Pode parecer que não passou muito tempo desde esse
triste primeiro de Maio, mas vinte anos são muitos anos. E a morte de Senna
está já à distância desses vinte anos. Assim como já se passaram mais de vinte
anos sobre as grandes conquistas de outro grande do desporto mundial, Tom
Curren.
Ocorre-me referir este paralelo pelas semelhanças
entre os dois: ambos tiveram carreiras em simultâneo, ambos atingiram o pico na
mesma época, tinham aquela faceta de génios foras-de-série, bem como esse lado
introspectivo, misterioso que não fazia mais que esconder uma certa introversão
própria de quem vive no seu interior uma luta constante para se superar. E isso
sempre veio em primeiro lugar na vida de cada um. Talvez tenham sido
incompreendidos por isso, vistos como arrogantes, sentindo-se acima do comum
mortal, mas o fogo interior que os guiava fazia na verdade com que pairassem
acima de todos nós, vivendo numa abstracção nirvânica e num êxtase únicos
quando em alta velocidade desenhavam as suas trajectórias. Génios.

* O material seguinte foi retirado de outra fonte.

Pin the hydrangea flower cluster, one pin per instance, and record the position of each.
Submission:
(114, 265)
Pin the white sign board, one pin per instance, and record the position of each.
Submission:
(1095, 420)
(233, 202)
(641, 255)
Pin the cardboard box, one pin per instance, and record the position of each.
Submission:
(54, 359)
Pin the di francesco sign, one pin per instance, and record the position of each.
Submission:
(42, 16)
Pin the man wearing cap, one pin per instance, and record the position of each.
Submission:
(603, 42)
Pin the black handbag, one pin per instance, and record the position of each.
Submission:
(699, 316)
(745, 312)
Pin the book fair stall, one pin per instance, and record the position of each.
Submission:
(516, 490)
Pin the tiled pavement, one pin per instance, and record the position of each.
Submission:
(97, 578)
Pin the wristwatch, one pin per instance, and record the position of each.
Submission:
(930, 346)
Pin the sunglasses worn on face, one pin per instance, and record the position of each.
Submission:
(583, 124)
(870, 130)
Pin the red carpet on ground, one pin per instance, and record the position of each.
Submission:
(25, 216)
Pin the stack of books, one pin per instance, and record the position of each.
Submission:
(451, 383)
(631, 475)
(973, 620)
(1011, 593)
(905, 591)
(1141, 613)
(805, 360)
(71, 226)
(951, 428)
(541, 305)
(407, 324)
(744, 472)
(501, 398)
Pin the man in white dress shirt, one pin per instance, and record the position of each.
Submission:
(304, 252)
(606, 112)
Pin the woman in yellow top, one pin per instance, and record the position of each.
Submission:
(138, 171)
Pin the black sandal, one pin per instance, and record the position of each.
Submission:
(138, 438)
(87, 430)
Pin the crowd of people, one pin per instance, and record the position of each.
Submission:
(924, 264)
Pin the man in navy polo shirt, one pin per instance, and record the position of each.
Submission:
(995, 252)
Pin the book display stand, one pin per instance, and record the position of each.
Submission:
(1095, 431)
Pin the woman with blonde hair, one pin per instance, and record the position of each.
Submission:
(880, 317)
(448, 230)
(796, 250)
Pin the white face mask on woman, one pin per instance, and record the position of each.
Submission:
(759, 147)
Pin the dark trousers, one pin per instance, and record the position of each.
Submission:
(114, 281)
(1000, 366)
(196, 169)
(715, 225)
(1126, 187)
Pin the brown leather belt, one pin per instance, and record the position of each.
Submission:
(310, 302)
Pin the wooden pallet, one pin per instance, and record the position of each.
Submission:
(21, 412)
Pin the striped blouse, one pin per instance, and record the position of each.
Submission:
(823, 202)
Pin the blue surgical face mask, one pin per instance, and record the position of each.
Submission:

Perfeccionistas, mestres do estilo e da arte de
deslizar. Mesmo sobre água, Senna era um Curren que não deixava a sua máquina
sair do caminho traçado. Curva após curva, aceleração sobre travagem, ambos
levaram aos limites a pureza e a beleza de dois desportos aparentemente tão
distintos, aproximando-os e aproximando-se como ícones, mitos para todos
aqueles que apreciamos a verdadeira essência da estética no desporto.
Ayrton Senna e Tom Curren. Qualquer surfista que tenha
vivido os anos de ouro de Senna, ou seja, toda a sua carreira, compreende a
comparação.
Felizmente, Curren continua a encantar-nos com a
souplesse das linhas do seu surf; Senna continua provavelmente com o pé no
fundo, dentro daquele capacete verde-amarelo.